Jusqu'ici j'ai logé en garçon et en étudiant; il faut, pour des raisons que tu ne
tarderas pas à savoir, que je meuble convenablement mon logis, et j'ai
besoin pour cela des conseils d'une femme: c'est toi que j'ai choisie pour
guider mon inexpérience et mon hésitation. Je n'ai plus à meubler que ma
chambre à coucher, et je veux la meubler en vieux meubles de bois sculpté.
Si cela ne t'ennuie pas trop, nous allons courir les boutiques ensemble.» Au
moment où Albert avait dit: Pour des raisons que tu ne tarderas pas à
savoir, Geneviève avait ouvert la bouche pour lui dire: Est-ce que tu vas te
marier? mais elle passa toute la journée dans mille et mille hésitations,
retournant la phrase en tout sens, puis cherchant l'occasion de la placer, de
telle sorte que le soir, quand Albert l'eut ramenée chez elle, elle n'avait
encore pu prendre sur elle de la prononcer.
Le lendemain, Albert revint de bonne heure; il avait fait une découverte
qui le désolait, et il venait prier Geneviève de l'aider à réparer son malheur.
Entre les meubles qu'il avait achetés, il y avait un lit d'une grande beauté,
couvert de riches sculptures, avec des amours aux quatre coins, et toute
sorte d'ornements précieusement exécutés.
Quand, le lit transporté chez lui, Albert avait fait rejoindre les divers
morceaux du lit, il avait été fort surpris de voir que, sur les quatre colonnes
torses qui devaient soutenir le baldaquin, il y en avait une de moins.
Ils retournèrent ensemble chez le marchand; Geneviève était heureuse et
fière de donner ainsi le bras à Albert; et, quoiqu'elle eût besoin à chaque
instant de se répéter: «Il ne m'aime pas, ce n'est pas moi qui serai sa
femme,» elle ne tardait pas à se laisser entraîner de nouveau à de
charmantes rêveries. Évidemment les passants devaient les prendre pour le
mari et la femme; les marchands chez lesquels ils entraient, montraient par
leurs paroles qu'ils partageaient cette idée; et lorsque Mme Poirier, célèbre
marchande de la rue de Seine, dit: «Madame, voulez-vous vous asseoir,
pendant que je vais chercher avec monsieur votre mari ce qu'il me
demande?» Geneviève devint toute rouge, et saisit la première occasion
pour appeler Albert son cousin.
Ils sortirent de la boutique sans avoir trouvé ce qu'ils cherchaient. «Chère
petite cousine, dit Albert, tu t'es défendue d'être ma femme d'une manière
bien offensante.»
Geneviève cherchait une réponse, mais Albert parla d'autre chose, et
Geneviève laissa parler son cœur, qui lui disait à elle-même tout bas:
«Grand Dieu! me défendre d'être sa femme! un bonheur pour lequel je
donnerais mon bonheur dans le ciel! le plus haut point où se soient jamais
élevés les rêves de mon orgueil!»
Elle se représentait les moindres détails de ce bonheur: rester avec lui,
sortir avec lui, être à lui, porter son nom, l'entourer de soins assidus, lui
consacrer sa vie entière; aimer, élever des enfants qui seraient à lui. Et
penser que ce bonheur-là n'était pas au-dessus de l'humanité! Léon aime
bien Rose, Albert aurait bien pu aimer sa cousine.

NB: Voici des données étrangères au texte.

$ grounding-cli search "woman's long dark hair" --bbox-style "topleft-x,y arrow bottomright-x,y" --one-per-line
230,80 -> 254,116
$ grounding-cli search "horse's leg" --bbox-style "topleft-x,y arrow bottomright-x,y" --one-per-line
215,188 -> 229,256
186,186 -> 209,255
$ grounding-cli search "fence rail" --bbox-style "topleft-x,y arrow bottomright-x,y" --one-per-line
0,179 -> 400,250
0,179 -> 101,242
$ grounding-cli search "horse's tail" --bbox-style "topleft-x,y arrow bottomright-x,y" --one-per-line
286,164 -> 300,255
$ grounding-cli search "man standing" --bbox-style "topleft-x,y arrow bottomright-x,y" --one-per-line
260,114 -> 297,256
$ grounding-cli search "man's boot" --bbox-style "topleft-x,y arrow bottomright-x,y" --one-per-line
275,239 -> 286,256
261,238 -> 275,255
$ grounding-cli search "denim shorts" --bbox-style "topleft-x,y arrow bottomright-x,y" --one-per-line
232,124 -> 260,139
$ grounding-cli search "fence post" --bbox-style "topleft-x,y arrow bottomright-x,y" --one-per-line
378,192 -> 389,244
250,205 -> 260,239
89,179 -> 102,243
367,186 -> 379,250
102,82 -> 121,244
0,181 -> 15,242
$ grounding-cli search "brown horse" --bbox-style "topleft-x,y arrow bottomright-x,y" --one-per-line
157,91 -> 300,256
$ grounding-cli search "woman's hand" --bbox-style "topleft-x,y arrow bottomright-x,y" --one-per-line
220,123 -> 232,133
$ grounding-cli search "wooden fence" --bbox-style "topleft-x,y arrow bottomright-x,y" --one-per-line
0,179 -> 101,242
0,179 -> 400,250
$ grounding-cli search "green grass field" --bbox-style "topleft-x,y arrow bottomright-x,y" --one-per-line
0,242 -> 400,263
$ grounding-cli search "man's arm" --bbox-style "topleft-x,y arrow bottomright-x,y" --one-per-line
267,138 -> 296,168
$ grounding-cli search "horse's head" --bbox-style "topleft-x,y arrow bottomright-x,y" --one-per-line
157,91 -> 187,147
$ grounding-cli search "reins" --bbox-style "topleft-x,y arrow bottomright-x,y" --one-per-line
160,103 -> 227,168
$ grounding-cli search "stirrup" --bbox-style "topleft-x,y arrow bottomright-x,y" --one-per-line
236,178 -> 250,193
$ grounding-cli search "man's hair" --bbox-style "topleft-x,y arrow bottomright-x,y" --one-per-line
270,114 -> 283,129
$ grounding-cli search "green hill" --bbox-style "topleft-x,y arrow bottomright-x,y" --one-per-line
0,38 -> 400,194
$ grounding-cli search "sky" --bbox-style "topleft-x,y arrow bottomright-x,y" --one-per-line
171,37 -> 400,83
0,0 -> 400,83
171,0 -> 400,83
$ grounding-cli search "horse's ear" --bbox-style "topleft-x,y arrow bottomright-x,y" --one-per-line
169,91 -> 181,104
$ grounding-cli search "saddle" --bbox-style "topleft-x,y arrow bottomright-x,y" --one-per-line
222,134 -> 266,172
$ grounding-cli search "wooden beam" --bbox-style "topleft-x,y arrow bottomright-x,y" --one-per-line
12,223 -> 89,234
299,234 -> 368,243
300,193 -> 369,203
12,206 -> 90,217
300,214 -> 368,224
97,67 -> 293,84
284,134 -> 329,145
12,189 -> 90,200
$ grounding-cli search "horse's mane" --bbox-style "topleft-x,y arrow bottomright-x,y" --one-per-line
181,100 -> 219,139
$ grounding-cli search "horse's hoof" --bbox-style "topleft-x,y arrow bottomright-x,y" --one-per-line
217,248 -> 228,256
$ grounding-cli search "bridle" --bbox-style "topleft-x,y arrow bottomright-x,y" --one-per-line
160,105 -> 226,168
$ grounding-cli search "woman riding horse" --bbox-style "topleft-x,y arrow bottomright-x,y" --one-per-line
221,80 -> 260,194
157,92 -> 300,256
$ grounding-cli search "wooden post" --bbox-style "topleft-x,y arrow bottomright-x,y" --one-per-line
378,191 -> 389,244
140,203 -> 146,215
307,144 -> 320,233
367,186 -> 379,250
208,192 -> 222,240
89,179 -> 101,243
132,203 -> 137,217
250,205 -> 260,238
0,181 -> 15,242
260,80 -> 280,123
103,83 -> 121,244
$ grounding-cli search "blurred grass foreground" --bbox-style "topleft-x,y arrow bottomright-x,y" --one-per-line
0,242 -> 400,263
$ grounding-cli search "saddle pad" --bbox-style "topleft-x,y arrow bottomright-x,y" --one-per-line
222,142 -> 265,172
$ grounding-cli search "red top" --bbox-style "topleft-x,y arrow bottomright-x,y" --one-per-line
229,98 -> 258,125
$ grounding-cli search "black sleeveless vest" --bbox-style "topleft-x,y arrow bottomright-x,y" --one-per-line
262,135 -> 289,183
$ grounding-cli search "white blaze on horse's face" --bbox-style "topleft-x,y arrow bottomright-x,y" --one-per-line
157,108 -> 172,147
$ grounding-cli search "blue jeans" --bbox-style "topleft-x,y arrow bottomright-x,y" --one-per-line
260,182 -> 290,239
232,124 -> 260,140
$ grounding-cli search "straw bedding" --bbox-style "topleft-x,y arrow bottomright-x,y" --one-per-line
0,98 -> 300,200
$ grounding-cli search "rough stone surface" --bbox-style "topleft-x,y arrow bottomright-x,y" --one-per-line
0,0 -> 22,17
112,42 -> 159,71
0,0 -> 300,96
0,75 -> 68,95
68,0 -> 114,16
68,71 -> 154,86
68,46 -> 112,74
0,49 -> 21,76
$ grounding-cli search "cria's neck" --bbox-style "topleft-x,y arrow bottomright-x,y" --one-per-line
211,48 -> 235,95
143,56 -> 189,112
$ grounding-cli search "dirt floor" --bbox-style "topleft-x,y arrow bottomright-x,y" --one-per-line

Albert retourna chez le marchand qui lui avait vendu le lit, et, à force de
questions, il finit par apprendre que le lit avait été acheté en Bretagne, à
Saint-Brieuc. «Parbleu! dit Albert, je n'irai pas en Bretagne chercher la
quatrième colonne de mon lit.»
Trois jours après, Léon reçut une lettre d'Albert.
XLII
Albert à Léon.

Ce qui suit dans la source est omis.